俺が思案にふけっていると、リックがハンマーピックを素振りしながら、何やら不穏な言葉をつぶやきながら、顔をにやつかせていた。

俺の胸に嫌な予感がすぎる。


「うおおおおお」

「お、おいいいい」


案の定、リックが走って外に飛び出した。

俺たちは慌ててリックを追いかける。

リックはハンマーピックを振り上げ、それを道向こうの瓦礫に打ち付けた。


ジャキン!!!


そんな音を立てて、瓦礫が少し形を変えた。


「あれ?」


リックは『何か思っていたのと違う』と言った顔で首を捻っている。


ジェシカがリックに駆け寄り。


「こんっのバカ兄貴が!」


そう言って、ジェシカは槍でリックの頭を殴りつけた。



「それで、あれはどういう事」


ジェシカはリックが殴りつけた瓦礫だったものを指さし、正座したリックに問うた。

ジェシカは穂先ではなく、柄の部分でリックを殴りつけていたためか、ギリ即死ではなかったから、俺が少しだけ回復してやった。

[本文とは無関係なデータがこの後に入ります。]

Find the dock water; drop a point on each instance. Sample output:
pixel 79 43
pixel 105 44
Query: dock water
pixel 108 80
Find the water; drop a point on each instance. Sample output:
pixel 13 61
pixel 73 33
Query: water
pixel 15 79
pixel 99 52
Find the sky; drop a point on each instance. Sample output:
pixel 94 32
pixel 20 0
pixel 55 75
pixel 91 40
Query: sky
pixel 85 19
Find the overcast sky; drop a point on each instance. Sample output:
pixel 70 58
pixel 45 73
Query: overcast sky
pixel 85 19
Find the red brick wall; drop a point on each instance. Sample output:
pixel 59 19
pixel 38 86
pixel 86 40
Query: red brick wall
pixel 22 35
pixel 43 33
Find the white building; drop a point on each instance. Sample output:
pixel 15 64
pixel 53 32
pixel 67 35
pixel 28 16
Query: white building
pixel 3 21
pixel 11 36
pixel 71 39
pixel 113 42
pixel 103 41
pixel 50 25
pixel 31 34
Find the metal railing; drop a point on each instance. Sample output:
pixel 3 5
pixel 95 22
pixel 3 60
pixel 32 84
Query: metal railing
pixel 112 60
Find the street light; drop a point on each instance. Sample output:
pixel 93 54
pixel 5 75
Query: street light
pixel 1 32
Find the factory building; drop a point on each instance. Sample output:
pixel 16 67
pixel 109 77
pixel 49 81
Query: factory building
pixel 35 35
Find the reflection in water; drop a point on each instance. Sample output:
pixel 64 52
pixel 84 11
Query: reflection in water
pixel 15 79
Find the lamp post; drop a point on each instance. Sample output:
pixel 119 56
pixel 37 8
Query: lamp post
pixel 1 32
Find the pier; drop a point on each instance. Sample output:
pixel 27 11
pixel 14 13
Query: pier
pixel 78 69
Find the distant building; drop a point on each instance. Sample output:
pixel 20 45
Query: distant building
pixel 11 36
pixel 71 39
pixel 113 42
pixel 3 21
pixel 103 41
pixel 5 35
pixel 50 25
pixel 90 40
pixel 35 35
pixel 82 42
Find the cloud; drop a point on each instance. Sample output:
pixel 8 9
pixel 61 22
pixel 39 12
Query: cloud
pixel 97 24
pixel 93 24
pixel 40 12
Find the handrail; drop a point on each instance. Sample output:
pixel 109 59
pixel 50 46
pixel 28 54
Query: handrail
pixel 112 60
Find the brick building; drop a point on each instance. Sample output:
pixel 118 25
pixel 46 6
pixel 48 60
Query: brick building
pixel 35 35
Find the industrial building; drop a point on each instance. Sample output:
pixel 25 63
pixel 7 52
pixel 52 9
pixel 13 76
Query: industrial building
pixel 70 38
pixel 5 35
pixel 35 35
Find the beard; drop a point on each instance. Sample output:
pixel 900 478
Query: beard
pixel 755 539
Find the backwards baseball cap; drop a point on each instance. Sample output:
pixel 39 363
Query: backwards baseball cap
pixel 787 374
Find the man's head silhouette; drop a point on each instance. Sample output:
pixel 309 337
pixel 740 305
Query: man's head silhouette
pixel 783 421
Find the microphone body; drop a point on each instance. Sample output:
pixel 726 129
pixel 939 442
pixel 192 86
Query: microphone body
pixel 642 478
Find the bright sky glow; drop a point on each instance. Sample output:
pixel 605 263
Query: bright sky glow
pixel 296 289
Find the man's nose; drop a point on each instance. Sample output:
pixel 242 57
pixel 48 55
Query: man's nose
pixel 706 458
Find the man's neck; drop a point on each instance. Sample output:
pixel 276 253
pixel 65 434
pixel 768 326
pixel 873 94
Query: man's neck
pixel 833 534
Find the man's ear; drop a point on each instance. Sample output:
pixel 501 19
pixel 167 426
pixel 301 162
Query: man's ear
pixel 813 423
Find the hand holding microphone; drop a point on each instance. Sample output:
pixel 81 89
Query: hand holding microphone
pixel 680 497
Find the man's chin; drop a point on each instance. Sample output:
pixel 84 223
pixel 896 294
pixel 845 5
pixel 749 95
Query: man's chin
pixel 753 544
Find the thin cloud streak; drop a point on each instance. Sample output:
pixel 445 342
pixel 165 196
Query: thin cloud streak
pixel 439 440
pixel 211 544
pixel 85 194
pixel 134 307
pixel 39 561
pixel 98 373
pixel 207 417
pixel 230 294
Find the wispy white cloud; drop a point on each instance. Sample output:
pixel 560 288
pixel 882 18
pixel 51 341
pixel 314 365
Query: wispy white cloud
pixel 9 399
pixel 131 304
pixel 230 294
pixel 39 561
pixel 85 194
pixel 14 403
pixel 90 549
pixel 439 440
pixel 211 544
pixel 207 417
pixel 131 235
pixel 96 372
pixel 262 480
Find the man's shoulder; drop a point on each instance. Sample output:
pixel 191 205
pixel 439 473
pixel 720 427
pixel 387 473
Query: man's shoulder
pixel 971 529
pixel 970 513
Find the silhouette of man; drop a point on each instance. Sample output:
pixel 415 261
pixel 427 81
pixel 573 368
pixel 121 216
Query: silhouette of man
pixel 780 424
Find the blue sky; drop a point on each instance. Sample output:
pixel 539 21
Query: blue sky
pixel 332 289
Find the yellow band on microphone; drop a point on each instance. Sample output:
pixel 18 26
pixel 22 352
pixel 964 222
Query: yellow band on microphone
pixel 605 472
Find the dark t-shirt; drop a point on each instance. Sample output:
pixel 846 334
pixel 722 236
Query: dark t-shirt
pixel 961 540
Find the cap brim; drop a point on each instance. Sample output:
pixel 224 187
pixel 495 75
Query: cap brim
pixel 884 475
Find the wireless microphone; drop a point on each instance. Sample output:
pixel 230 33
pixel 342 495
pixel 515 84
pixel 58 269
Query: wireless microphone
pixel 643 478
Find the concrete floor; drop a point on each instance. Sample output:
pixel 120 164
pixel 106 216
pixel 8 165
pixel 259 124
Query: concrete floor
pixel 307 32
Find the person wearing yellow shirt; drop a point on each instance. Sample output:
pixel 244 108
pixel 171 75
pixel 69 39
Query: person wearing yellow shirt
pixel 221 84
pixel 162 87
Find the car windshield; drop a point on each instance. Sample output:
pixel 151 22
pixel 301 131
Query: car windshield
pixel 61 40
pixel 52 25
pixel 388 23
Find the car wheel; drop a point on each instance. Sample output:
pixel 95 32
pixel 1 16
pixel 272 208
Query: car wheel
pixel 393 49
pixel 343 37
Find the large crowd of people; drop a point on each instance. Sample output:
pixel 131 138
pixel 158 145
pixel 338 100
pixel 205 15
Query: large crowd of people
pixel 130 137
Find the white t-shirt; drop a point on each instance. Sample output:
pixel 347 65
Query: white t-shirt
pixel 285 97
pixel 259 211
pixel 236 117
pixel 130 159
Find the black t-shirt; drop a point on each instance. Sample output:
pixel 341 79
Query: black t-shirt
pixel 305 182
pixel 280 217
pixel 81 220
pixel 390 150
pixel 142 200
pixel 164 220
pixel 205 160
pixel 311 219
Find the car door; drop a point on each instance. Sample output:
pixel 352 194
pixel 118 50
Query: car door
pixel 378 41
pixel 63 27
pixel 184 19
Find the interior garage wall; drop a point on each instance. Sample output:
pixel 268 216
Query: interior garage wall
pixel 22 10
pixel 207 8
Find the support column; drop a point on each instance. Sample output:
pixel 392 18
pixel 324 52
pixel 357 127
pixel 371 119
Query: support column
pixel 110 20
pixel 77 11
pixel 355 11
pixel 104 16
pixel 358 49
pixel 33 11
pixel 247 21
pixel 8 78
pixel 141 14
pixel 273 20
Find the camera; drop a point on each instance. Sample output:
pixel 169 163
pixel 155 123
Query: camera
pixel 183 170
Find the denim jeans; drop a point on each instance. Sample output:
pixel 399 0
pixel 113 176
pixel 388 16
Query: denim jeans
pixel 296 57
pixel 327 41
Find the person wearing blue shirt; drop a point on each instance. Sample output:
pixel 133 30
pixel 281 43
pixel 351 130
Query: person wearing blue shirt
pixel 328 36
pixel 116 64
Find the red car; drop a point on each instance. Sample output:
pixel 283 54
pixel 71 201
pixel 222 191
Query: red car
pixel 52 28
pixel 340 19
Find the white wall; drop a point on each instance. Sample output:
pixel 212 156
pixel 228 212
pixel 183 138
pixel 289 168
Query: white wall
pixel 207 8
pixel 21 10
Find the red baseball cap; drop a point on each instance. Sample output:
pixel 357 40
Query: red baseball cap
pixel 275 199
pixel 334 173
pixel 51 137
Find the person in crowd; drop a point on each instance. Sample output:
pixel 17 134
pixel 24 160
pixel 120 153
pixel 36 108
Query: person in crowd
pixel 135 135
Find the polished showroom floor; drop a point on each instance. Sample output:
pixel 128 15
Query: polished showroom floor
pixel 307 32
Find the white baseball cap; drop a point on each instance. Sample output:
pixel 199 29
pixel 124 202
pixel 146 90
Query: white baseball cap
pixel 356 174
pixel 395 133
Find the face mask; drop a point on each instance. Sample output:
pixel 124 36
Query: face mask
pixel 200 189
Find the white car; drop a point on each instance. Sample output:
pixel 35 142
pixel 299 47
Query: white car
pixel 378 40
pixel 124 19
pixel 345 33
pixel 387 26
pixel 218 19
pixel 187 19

リックは地面に正座し、皆の視線を一身に受けながらお説教タイムだ。


「えーと、ハンマーを握って瓦礫を見たら、無性に殴りたくなった」


お前は『ハンマーを持つ人にはすべてが釘に見える』(Abraham Harold Maslow, 1908–1970の言葉)を地で行っているのか。


「そうじゃ無くて、俺たちが知りたいのは、ハンマーで殴った瓦礫が、何で建物に戻って、全壊した建物が何故半壊になったかについてだ」


そう、リックが殴ったら、妙な音を立てて、建物の一部が直ったのだ。


「知らん。しいて言うなら俺の大工魂がなせる業か?」

「そんなわけあるか」


……鑑定 ハンマーピック

ハンマーピック  ミョルルンハンマー

第五回 大工王決定戦の優勝者に送られた賞品。ミョルニル的な武器。 

武器としても使えるが、所有者は一日に一度、町の建物を、叩きたい衝動に駆られる。

壊れていた場合、叩くと少し直るが、使用するとガード兵の攻撃対象となる。

壊れても自動修復する。


「ぶふっ! リック、その武器はある意味超レアだ。ちょっと問題はあったが、今なら便利なだけで問題は無い」


俺はミョルルンハンマーの説明をしてやる。


「つまり、本来はそれを町中で振るうと、ガード兵に殺されるのか?」

「そうだな、そしてそれは、さっきのリックのように、発作的にやりたくなる」

「これを作った奴と、その大会の主催者、どっちがオカシイ奴なんだ」

「たぶん両方だ」


ネタにしても酷い…。

だが、ガード兵が居なくなった今なら、普通に武器として使えるし、町の修復もできて、悪くない武器だ。


「ま、今日のところは帰ろうぜ、目一杯仕事して俺は疲れた」

「そうだな、俺も何だか異様に気疲れしたからもう帰ろう」


一日中罠を調べていたゴモンは相当お疲れの様子だし、俺ももうぐったりだ。


「それでは、地下から戻ろうか、その方が安全だし近道だ」


俺たちは全員で地下通路を通って帰ることにした。

途中、照明を消し忘れていた事に気が付き、俺の疲れの原因がこれと判明した。